My tipsy friend is doing his best to absorb my tension. "Say mate, whyn't ya take this drink but try to savor it, ya know, don't toss it down WITH ANY SUDDEN MOVES…" Emphasis is mine here. And I'll damn well as I please emphasize anything at all I want, yes sir, it is emphasizing time. Past it, maybe.

Emphasizing and clenching. That is me. You'd like to think you could be in shape enough to just clench a quadrant of your body without straining something. But not to be. How do those painting class models do it? Hour after hour? Okay, maybe fifteen minute stretches. I have the feeling they put themselves in my present position and it helps immensely…

Well, I strain something. I feel/hear a tear and pop. I for the life of me do not know what it is but I am numbing very quickly in that quadrant of my body past which the handler stares in what I think is stark terror. Sheer category type file it under turning-white-haired terror.

Perhaps it is just my imagination. I think: Nothing like this is real, here, going on about me. I am in my bed having done a narco. A good deep REM snooze. A power sleep of a sleep. In fact, my imagination is working itself frothy over the dream material. A couple parts terror, a couple parts "could be" verisimilitude. A couple parts TV memories and journalistic ambition. Voila'. You've got yourself a nightmare of a horse collar choking you while your neck glows where glow shouldn't glow. I mean go. I mean glow, yes, I mean glow.

Sure. It is surreal in the highest possible way. All I have to do is wake up. Or maybe just have some fun with it.

"So we're in the path of death at any moment in this life and there's not a bloody thing we can do about it except surrender our souls at the moment?" I am getting glib just for the fun with it. Good'n glib I tell you. Confident that it is all just surreal nocturnal subconscious jokesterism.

I don't expect my what's his name, khaki bwana offworlder interviewee to go green in the face. Obviously, skin really can go green on a moment's churn of the abdominal muscles. I didn't know it beforehand, but I do now. Very now in fact. So much for having fun with it. So much for the surreal. So much for the light conversation, too.

This is getting heavy. My last chance at life rescuer/handler passes out. Lock, stock and freaking piss-happy passes out. He hits the warehouse floor with a thud and a groan, and then appears to be out cold.

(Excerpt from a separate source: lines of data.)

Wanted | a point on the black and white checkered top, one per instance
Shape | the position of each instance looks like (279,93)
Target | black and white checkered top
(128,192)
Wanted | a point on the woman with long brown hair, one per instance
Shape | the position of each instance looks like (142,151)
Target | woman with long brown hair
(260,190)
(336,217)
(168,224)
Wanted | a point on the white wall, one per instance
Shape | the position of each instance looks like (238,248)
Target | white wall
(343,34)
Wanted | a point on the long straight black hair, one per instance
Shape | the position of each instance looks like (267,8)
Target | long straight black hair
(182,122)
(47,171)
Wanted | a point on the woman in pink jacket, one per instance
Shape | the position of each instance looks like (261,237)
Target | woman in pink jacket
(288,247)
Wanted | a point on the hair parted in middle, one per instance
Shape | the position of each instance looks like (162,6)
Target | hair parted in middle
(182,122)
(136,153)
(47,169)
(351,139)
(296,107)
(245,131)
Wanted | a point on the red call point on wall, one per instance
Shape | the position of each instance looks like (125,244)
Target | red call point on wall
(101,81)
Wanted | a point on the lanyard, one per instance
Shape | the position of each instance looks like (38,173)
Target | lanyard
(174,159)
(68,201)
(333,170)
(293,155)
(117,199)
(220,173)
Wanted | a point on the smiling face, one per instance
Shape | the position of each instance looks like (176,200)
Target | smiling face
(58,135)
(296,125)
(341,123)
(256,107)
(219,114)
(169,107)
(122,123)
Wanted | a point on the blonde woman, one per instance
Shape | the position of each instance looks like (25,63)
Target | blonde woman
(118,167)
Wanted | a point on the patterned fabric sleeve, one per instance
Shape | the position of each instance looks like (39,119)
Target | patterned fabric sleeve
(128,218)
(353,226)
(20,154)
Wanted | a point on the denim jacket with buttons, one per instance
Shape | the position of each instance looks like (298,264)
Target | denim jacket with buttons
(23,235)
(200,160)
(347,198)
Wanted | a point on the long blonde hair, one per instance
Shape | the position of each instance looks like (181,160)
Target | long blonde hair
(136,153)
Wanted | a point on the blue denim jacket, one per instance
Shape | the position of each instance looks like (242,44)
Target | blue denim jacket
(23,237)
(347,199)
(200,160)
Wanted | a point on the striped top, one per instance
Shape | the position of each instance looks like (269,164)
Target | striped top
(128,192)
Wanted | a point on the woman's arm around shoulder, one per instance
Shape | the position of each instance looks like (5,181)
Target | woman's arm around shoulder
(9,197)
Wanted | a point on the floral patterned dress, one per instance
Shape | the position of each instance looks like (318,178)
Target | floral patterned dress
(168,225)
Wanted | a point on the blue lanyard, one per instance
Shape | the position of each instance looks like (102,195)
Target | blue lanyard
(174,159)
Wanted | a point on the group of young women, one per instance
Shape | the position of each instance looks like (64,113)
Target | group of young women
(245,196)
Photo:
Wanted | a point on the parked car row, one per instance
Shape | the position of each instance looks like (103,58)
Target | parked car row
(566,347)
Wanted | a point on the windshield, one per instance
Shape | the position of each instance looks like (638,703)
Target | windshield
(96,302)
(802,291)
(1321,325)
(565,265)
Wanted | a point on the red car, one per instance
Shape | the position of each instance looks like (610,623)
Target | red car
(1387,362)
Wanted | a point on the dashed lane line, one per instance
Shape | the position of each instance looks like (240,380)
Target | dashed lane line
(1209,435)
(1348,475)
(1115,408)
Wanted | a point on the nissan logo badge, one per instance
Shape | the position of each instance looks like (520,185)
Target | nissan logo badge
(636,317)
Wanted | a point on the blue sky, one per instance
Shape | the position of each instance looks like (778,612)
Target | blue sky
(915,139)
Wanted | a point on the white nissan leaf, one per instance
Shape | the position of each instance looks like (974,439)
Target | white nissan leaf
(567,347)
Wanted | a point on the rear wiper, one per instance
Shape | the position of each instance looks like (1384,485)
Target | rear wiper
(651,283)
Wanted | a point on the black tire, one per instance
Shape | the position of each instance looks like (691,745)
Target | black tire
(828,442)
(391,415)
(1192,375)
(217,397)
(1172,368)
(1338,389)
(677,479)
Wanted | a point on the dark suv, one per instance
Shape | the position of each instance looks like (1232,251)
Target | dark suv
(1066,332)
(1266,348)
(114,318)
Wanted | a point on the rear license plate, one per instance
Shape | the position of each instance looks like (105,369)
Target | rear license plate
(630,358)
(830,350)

The noise of his falling off the crate brings his wife into the warehouse. She looks at him, and then at me. "Well, are you just going to stand there? Help me sit him back up so's he can screw with ya some more. 'e's always doin' it to you questionin' types."

"Madam, if you don't mind, I'll just kind of slump right here." I do with a butt whapping whoosh. Nothing bites me. Nothing slithers invisibly away from me. Not even a rustle in the bamboo. But the pain from the pop in shoulder muscles is now back with a remember me fire.

I shut down the little X-10 that is always on me. It isn't going to be hard to turn me into a bloody hero saving this handler's miserable life with a little help from CG, but first I have to find my legs and make them work. Just so I can kick this khaki man's bollocks as hard as I can.

Except for the non-imagined shimmer by Handler Pike's pants cuff, I would have, too.

"Mrs. Pike, would you consider yourself, eh, comfortable? And could I get you anything to drink? I don't think you ought to drop his body or do anything sudden in nature. You know what I mean?"

Jimmy Jenks, dine-ger man, doing everything sudden, like signing off and running for his freaking life.